And what incredible timing, too. Director Angela Robinson (The L WordTrue Blood) actually started working on the script eight years ago, and it took a village of extremely smart queer women (Megan Ellison’s Annapurna Pictures is the U.S. distributor, and Jill Soloway is listed as an executive producer) to bring it to life at the perfect moment to capitalize on the momentum of this summer’s $816 million megahit. But apparently, it’s all coincidental: Robinson — a lifelong Wonder Woman fan who’d stumbled upon the story of the Marston family by accident and then dug through primary sources like Marston’s letters at the Smithsonian Museum to tell it — had almost given up on her project when the one-two of Jenkins’s film being announced and Lepore’s book coming out suddenly sent interest through the roof. Still, it’s insane that pop culture went over 70 years without a big-screen depiction of the Amazonian super-warrior, only to have two movies dedicated to her, both from female directors, coming out within four months of one another. (Marston hits theaters on October 13.)

There’s no flying or bullet-dodging in this one, though. Robinson’s film centers instead on Wonder Woman’s creator, the Harvard psychologist and, later, BDSM enthusiast, Dr. William Moulton Marston (Luke Evans), who invented the lie detector in the early 1920s and, long before such things were socially acceptable, lived in a polyamorous relationship with his psychologist wife, Elizabeth Holloway Marston (Rebecca Hall), and their mutual lover Olive Byrne (Bella Heathcote). Structurally, the film is told in flashback; throughout, William is being interrogated by a morality watchdog (Connie Britton) who wants to know why a psychologist would stoop to write a comic book, why he’s using a pseudonym, and why every issue of WW is filled with “bondage, spanking, homosexuality, and other perversions.” Oh, just you wait.

The year is 1928. Olive is one of Williams’s students at Radcliffe, and Elizabeth, despite being frequently told by her husband that she’s by far the more brilliant member of their pair, has yet again been denied a Ph.D. from “those cocksuckers” at Harvard “because I have a vagina.” We know pretty early on that this is a highly progressive couple. It’s mid-Prohibition and they’re drinking homemade booze out of Erlenmeyer flasks, and having steamy coitus on the tables of Williams’s laboratory. Afterward, they adjourn to the quad, where, wrapped in each other’s arms, they remark from afar on Olive’s beauty and the advantages and disadvantages it gives her with men and women — like they’re stalking prey, or at least a psychological test subject. William hires Olive as his aide, which Elizabeth is totally not jealous about, until she meets Olive and tells her, “All I ask is that you please not fuck my husband.”
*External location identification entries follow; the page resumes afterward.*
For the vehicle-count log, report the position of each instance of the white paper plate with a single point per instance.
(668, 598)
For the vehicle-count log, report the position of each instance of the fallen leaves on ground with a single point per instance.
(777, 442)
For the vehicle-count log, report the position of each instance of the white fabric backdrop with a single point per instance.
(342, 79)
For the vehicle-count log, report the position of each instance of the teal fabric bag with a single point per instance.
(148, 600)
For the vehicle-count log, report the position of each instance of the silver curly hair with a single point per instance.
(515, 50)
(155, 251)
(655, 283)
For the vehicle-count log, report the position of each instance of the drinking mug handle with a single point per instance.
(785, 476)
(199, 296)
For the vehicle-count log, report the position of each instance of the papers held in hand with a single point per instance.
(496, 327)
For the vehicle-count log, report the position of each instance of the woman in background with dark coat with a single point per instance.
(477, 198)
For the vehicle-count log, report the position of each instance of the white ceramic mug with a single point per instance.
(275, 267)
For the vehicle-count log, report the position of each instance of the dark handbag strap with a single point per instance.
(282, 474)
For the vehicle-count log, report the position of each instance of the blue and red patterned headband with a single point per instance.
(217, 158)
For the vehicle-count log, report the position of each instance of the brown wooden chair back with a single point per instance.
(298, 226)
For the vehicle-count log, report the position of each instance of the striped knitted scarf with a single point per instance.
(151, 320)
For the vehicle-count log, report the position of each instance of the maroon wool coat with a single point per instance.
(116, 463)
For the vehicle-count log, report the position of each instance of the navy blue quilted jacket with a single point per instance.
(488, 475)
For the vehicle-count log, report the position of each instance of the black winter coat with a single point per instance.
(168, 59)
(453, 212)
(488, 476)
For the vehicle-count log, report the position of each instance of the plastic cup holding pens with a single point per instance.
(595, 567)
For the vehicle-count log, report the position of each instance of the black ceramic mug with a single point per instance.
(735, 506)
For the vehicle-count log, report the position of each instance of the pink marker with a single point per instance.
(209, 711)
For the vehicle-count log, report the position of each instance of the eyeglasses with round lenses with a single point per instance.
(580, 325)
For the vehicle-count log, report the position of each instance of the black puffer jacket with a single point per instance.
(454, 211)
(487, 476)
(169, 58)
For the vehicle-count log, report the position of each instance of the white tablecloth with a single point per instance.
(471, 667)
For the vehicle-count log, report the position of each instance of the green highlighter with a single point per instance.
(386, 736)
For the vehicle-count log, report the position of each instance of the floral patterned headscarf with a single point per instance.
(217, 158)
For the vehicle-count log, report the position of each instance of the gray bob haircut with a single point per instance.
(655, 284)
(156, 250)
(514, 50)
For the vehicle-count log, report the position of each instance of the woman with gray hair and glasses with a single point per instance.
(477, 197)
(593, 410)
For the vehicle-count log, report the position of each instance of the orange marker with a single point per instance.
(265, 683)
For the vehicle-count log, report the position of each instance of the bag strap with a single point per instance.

This isn’t a story of marital betrayal, though. When Olive balks at Elizabeth’s bluntness, the couple respond by taking her out to a speakeasy where they discuss penis envy and Olive reveals that she is the daughter of radical feminist Ethel Byrne (a birth-control advocate) and the niece of Margaret Sanger, who’d go on to found Planned Parenthood — but was raised by nuns since her mother needed to concentrate on the movement. True story! Soon, they’re sneaking into Olive’s sorority, for psychological study of course, where they find themselves getting off watching her punish a pledge sister by spanking her with a paddle. Something is clearly happening among them that’s too taboo to admit, which is where the lie detector comes in, as the three of them take turns strapping one another in, and doing the interrogations. It was actually Elizabeth’s idea that there might be a link between blood pressure and emotion, and that a person’s body might always betray whether or not he or she was telling the truth. But the questions must have significant stakes, such as, “Do you want to have sex with my husband?” and “Do you want to have sex with me?” Who knew that a needle skipping up and down with someone’s rapidly accelerating heartbeat, or a chest heaving beneath lie-detector wires, could be such delicious foreplay?

Denial impossible, it is Elizabeth who makes the first move with Olive, then invites William to join them. They are in an auditorium, conveniently surrounded by costumes, to allow for the donning of nurses’ outfits, or swaddling oneself in leopard-print furs, while writhing in ecstasy, free, for once, to explore all those suppressed desires. It is unrushed, sensuous, and exquisitely shot. And, wow, is the casting perfect. Evans, Hall, and Heathcote drip with chemistry, no matter who’s paired up with whom.

Their secret, though, doesn’t stay that for long. This is the 1920s, and the consequences are severe: loss of relationships, loss of jobs, loss of prospects. And it is here that Robinson begins making the links between the throuple’s life and what Wonder Woman would become. Each is forced to take on a secret identity, hiding an essential part of his or herself. Elizabeth works as a secretary; William can no longer teach and is scrounging for gigs while watching others make fortunes off the lie-detector research he published but neglected to patent; and once Olive moves in with them and bears two of William’s children (Elizabeth will have two of her own), she must pretend to be a widow who’s surviving on the couple’s kindness. William, it seems, made Wonder Woman an Amazon as a way of living out his fantasy that the brilliant women of his life could be anything they wanted to be, free from the limitations of Man’s World — a lesson he hoped to pass on to young girls. Likewise, Wonder Woman’s frequent exclamation, “Suffering Sappho!” refers to the Greek poet from the isle of Lesbos who is widely used as a symbol of female homosexuality. “Passionate devotion between women is natural,” he tells one of his lecture classes.

The bondage comes in when he visits a burlesque shop looking for an outfit for his wife, and strikes up a friendship with the proprietor, who calls himself “The G-String Kid.” What follows is the movie’s other juicy extended sex scene, which begins in a backroom lesson in rope play, with Olive dressed in the corseted bodice, tiara, knee-high boots, and silver cuffs that would become Wonder Woman’s uniform. Soon, William is diving into images of sadomasochistic pornography and making links between it and the psychological theory he’s been working on his entire life about how submission to another person is the true route to happiness. His books aren’t selling, and money’s tight, but what if he could use the country’s most popular medium to further the rights of women? In other words, all the accusations were true: Wonder Woman was definitely a love letter to bondage-enthusiasm, and feminist psychological propaganda.

But Marston, the movie, is simply a love letter to the amazing people who inhabit it. The tone can be uneven, the score overbearing, and William’s voice a little too much of a driving presence — as the Playlist’s Gregory Ellwood pointed out to me, you’d think that a movie with these themes and a woman behind the camera would have at least one scene of the guy getting tied up and made to submit. But, beyond those quibbles, it really is moving, and very relevant, to witness the injustice and human cost that comes when society declares a certain form of love to be deviant. The Marstons made it out okay; Elizabeth and Olive lived together and raised their children for 38 years after William’s death. Perhaps if more people can make the link between Wonder Woman’s golden lasso and the S&M love story that inspired it, and emerge a little more open-minded, that would be the greatest legacy of all.